A country drive looking at degraded Sub-Watersheds and Stripped Riparian Zones.


Rating:  Ok.

This photo is taken at the corner of Britannia and Bell School Line looking north.  The creek crosses the grid pattern of the county roads right at the intersection.  The road has been laid out following the creek for a few hundred feet.  The farm on the left has cattle, and the framer has fenced off the creek (thank you). 

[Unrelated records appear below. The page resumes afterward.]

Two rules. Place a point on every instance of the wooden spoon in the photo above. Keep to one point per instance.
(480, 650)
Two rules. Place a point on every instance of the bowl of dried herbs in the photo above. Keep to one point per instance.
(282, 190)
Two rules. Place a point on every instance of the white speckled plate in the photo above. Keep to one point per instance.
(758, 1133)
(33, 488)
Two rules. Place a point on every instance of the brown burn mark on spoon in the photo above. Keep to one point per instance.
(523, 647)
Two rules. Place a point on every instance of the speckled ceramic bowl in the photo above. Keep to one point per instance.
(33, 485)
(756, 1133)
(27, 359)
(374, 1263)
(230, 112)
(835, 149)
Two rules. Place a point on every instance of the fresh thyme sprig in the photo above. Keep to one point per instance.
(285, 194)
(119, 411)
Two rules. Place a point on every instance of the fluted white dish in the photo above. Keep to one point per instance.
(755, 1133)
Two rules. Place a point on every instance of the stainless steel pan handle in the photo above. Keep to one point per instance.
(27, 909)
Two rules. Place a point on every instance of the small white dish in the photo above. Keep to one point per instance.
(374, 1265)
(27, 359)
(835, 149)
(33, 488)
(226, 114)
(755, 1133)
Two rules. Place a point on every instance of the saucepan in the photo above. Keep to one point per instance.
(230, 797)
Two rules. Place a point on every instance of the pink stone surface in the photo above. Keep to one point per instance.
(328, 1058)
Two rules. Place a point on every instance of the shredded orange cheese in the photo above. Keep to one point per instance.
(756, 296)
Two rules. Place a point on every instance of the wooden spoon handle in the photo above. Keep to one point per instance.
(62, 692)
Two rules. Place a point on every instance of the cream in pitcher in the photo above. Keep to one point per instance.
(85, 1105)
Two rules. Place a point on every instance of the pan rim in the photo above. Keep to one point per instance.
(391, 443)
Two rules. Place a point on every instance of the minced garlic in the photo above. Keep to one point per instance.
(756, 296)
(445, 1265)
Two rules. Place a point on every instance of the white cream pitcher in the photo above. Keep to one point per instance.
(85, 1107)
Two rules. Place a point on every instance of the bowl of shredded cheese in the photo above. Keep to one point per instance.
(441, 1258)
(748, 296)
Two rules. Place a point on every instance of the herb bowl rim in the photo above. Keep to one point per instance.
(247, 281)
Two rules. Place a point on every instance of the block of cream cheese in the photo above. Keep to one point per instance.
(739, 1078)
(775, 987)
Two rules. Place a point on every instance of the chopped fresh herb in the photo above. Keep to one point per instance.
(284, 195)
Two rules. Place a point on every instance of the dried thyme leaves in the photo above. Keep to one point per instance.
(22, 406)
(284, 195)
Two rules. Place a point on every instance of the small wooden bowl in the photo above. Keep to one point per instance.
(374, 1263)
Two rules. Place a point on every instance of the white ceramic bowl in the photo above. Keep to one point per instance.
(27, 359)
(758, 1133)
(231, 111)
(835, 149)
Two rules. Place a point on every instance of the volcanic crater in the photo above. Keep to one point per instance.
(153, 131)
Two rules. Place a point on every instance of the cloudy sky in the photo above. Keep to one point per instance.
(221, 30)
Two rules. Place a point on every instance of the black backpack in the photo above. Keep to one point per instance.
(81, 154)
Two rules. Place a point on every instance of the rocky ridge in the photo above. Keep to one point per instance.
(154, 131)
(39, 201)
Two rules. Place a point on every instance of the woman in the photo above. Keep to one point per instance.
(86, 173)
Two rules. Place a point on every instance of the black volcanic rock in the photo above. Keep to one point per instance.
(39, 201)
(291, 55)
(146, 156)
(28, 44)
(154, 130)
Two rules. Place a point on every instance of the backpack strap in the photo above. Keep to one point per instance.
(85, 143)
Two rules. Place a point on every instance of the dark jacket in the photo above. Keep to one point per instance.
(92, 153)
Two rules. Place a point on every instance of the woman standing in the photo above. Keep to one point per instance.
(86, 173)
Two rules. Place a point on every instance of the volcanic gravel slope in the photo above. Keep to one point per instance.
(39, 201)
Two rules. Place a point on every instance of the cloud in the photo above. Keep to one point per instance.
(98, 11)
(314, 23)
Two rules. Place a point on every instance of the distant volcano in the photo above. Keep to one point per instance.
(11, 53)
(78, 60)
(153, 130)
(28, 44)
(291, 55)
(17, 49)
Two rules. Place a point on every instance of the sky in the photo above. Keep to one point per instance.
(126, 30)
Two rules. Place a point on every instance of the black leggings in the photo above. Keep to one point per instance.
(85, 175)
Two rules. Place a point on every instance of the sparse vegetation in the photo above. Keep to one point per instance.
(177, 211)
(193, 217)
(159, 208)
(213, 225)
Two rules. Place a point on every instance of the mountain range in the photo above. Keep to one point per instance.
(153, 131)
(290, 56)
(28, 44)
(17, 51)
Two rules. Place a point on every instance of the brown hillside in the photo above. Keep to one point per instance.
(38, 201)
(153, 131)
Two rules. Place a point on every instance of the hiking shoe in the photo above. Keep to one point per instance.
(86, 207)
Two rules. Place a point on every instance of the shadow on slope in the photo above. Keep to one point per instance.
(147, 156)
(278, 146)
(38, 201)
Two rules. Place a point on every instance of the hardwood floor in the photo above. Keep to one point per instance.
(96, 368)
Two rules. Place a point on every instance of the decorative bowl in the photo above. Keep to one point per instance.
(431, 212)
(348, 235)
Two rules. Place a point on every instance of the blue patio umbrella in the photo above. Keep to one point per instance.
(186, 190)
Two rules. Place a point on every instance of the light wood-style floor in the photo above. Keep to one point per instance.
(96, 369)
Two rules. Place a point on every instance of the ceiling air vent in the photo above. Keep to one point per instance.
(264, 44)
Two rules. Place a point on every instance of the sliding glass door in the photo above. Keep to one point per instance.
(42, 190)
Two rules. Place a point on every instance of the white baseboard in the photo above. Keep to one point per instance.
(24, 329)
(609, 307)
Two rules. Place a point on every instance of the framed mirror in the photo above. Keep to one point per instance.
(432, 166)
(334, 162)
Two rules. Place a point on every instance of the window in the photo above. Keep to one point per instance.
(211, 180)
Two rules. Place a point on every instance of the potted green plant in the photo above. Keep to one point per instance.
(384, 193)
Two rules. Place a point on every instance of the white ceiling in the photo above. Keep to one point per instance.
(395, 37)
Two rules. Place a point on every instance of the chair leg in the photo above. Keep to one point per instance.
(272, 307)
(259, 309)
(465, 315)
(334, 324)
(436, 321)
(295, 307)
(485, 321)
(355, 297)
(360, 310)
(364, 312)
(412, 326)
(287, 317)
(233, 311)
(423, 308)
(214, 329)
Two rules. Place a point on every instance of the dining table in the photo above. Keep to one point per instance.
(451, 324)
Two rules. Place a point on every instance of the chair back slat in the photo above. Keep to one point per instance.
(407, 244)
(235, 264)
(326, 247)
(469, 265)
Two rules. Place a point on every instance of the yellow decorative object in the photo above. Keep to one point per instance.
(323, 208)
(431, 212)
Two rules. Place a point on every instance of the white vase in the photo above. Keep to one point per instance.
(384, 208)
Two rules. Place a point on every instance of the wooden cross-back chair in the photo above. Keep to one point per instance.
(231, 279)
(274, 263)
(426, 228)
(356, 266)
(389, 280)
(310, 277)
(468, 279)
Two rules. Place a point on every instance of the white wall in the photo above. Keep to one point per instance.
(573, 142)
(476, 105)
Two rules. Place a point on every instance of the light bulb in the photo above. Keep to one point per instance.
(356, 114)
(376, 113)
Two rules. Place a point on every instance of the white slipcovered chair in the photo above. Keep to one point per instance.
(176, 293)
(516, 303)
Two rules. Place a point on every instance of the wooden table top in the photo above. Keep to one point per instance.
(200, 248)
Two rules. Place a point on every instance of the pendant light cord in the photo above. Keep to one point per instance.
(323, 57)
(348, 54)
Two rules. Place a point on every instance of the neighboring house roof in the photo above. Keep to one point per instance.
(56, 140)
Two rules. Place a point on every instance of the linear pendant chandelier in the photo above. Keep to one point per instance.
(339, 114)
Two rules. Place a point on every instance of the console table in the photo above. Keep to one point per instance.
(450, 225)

This sliver of land has been left alone and is developing on it's own.   There is a certain amount of runoff from the road, but between the tall grasses and other vegetation here, the runoff is being filtered to a small extent before entering the creek.  The trees seem relatively healthy, and even if nothing were done here, the vegetation would grow taller and more lush over the years helping to keep water temperatures cool, and providing shelter and food sources for aquatic life.

An example of the kind of passive regeneration I am talking about can be seen just south of Milton at Derry Rd, along Hwy 25.  Hwy 25 runs along Sixteen Mile Creek for a few miles just at the top of the riparian valley.  There were cattle, way to many dead trees, and exposed ground there thirty years ago.  Now it is starting to turn into a beautiful valley with plenty of native vegetation, and tall trees.

Unfortunately, there will also be a generous mix of invasive plant in any area left on it's own.  Groups contemplating reforestation should only use native plants.  They could also take the opportunity to increase biological diversity by including  threatened native plant species in the mix of plants slated for a project.  The days of planting Norway Spruce row after row are long gone.  Have a forester or related professional recommend plant species based on the local conditions of the site.  Invasive plants may also be removed at the same time.  Just check your local tree cutting by-laws before you start that chain saw.